Tin set a record high of $22,650 a tonne on worries about supplies from top producers China and Indonesia.
Falling stocks of tin in London Metal Exchange warehouses at below 8,000 tonnes, down more than 50 percent since since last August, have also helped prices higher.
Copper for delivery in three months on the London Metal Exchange ended higher at $8,700 a tonne from $8,515 at the close on Monday.
The metal, often used as a key gauge of real economic activity, hit a record high of $8,880 a tonne in London and jumped to contract peaks in New York last week. The surge was triggered by news of the strike in Chile.
The strike at state-owned miner Codelco's Andina and Salvador divisions in Chile has kept the operations shut for the seventh day running a sixth day.
At the New York Mercantile Exchange's COMEX division, copper for May delivery closed up 9.95 cents, or nearly 2.6 percent, at $3.9655 a lb.
"Until the strike is resolved, prices are going to be chopping to the upside," said Sterling Smith, vice president with FuturesOne in Chicago. "As long as we can consistently close above $3.80, we can easily press into new highs."
News that operations at Teniente has also been suspended spurred a fresh bout of buying.
Codelco also said the week-long strike badly damaged the underground copper mine at its Salvador division.
"The strike is one of the only positive factors in the market," Lehman Brothers analyst Michael Widmer said. Stocks of copper have fallen by about 50 percent to below 114,000 tonnes—less than three days global consumption—since the beginning of January.
Negatives
Weak import figures from the world's biggest buyer, China, might have dragged the market lower were it not for the strike in Chile, analysts said.
China imported 126,421 tonnes of refined copper in March, a drop of 37.7 percent on the year and 7.5 percent down on February, customs data showed.

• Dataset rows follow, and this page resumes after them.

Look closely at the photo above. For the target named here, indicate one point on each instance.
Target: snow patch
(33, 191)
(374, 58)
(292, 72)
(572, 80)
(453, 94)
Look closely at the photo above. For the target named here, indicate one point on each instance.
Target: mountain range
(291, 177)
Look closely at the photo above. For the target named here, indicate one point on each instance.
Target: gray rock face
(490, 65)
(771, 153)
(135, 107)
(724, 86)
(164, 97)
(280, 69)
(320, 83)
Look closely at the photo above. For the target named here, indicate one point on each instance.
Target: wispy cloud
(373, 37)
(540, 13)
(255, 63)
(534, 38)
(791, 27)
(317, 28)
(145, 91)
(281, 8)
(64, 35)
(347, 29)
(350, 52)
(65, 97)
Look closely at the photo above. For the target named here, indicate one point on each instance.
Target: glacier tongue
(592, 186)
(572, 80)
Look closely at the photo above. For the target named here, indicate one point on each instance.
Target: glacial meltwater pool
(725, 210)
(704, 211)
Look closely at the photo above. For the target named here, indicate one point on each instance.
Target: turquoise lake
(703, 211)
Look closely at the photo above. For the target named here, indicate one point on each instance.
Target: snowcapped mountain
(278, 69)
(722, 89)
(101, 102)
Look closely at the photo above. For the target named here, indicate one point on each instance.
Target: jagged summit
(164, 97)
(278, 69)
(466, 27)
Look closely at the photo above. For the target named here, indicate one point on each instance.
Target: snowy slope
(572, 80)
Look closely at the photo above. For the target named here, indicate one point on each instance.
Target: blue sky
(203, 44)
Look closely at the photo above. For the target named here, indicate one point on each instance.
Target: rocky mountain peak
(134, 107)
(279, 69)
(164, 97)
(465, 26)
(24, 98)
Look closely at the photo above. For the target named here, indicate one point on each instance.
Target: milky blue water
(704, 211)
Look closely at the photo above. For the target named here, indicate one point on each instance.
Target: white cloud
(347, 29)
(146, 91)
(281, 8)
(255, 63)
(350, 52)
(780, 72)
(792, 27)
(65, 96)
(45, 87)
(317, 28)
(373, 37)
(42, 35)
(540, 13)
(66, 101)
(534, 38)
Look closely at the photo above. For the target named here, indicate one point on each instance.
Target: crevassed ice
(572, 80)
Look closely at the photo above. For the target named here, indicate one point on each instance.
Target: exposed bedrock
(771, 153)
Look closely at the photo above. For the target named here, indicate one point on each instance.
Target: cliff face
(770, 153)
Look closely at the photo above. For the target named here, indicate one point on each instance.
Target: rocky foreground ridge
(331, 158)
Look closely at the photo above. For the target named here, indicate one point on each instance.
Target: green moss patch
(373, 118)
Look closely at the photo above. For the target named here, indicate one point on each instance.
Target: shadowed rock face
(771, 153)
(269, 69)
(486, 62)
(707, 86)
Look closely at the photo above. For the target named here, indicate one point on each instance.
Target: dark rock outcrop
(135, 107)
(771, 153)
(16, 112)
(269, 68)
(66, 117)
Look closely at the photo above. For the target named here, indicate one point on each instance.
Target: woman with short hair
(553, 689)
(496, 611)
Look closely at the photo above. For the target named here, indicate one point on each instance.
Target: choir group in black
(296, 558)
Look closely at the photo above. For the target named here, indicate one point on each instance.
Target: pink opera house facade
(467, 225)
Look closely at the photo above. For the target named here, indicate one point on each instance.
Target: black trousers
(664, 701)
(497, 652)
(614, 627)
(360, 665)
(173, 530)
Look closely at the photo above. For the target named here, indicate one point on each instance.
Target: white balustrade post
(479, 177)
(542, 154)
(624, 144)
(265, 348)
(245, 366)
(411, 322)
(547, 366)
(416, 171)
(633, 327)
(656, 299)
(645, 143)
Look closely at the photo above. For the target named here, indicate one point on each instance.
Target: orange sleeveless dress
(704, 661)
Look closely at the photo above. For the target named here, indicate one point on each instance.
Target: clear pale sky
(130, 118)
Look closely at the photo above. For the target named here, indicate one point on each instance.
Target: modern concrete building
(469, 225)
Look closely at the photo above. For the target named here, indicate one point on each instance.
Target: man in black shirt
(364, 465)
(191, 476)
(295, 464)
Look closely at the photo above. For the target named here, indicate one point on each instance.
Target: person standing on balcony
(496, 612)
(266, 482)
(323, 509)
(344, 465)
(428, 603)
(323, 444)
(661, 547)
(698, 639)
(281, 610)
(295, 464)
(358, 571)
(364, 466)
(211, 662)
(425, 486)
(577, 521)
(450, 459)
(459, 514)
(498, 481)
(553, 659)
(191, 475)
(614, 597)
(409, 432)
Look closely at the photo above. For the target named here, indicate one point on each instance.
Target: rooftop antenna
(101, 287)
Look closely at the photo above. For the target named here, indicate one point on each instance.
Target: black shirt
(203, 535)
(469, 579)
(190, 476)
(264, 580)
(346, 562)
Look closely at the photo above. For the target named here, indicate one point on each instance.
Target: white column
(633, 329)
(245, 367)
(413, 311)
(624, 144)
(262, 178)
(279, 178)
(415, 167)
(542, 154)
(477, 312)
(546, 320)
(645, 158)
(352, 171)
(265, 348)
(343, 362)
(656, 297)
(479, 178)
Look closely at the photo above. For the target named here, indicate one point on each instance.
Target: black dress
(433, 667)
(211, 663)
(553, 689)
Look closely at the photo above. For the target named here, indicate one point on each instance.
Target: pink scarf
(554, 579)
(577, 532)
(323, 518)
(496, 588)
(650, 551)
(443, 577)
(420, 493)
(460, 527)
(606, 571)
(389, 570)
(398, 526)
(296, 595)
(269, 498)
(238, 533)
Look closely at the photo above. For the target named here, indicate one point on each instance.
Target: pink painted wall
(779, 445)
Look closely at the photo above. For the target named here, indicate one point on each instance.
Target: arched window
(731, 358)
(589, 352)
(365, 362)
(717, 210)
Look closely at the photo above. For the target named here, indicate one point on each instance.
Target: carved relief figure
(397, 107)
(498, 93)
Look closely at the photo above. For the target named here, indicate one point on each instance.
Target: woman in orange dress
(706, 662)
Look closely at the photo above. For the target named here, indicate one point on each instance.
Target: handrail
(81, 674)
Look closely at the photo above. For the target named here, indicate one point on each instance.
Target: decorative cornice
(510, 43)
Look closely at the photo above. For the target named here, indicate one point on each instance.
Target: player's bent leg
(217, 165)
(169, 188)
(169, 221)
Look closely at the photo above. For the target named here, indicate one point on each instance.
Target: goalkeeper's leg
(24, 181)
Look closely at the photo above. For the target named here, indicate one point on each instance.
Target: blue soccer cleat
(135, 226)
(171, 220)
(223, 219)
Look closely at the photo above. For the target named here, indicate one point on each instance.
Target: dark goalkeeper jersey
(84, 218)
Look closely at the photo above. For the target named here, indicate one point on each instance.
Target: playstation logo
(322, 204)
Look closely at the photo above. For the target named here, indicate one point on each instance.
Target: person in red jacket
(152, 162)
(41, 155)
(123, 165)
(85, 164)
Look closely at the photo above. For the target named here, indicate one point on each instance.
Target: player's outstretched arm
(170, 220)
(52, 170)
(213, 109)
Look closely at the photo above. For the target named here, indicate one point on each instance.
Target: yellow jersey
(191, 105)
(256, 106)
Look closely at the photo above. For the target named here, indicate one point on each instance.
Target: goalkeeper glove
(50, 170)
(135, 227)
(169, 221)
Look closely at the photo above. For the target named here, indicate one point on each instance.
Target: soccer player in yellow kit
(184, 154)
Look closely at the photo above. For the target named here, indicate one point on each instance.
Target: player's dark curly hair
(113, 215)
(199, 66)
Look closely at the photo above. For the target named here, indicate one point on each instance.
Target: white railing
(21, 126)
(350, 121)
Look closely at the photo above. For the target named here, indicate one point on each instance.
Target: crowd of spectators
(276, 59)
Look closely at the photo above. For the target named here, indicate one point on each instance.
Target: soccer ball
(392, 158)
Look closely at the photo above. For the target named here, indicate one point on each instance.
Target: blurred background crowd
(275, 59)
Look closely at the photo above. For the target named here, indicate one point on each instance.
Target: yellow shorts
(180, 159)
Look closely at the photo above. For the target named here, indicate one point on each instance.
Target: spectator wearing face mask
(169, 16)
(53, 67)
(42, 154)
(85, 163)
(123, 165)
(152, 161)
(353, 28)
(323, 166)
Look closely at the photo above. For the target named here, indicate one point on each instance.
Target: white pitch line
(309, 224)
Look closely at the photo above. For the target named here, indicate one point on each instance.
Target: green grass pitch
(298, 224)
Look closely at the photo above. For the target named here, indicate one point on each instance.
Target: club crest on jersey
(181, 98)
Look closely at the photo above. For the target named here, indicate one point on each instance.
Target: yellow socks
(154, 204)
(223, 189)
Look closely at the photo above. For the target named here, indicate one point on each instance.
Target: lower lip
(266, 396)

Imports in the first quarter were 390,735 tonnes, 19 percent off the same period last year.
"This isn't out of line from expectations as Chinese importers are not keen to bring metal in from abroad," Judy Zhu, commodity analyst at Standard Chartered Bank, said.
But she said Chinese copper consumption remained strong and would grow 8 percent in 2008 to 4.97 million tonnes after rising 16 percent last year.
Tin closed at $22,475/22,500 a tonne, up from $21,650/61,655 at the close on Monday.
"Tin has perhaps the clearest direction of all the complex at the moment with concerns over supplies from China and Indonesia," Standard Bank said in a note.
Aluminium closed at $3,085 a tonne from $3,040/3,042 on Monday, zinc at $2,270/2,271 from $2,220, lead at $2,840 from $2,220 and nickel at $28,900 from $28,450.
Traders said zinc, lead and nickel rose because of short covering—buying back futures sold on the expectation of lower prices in the future.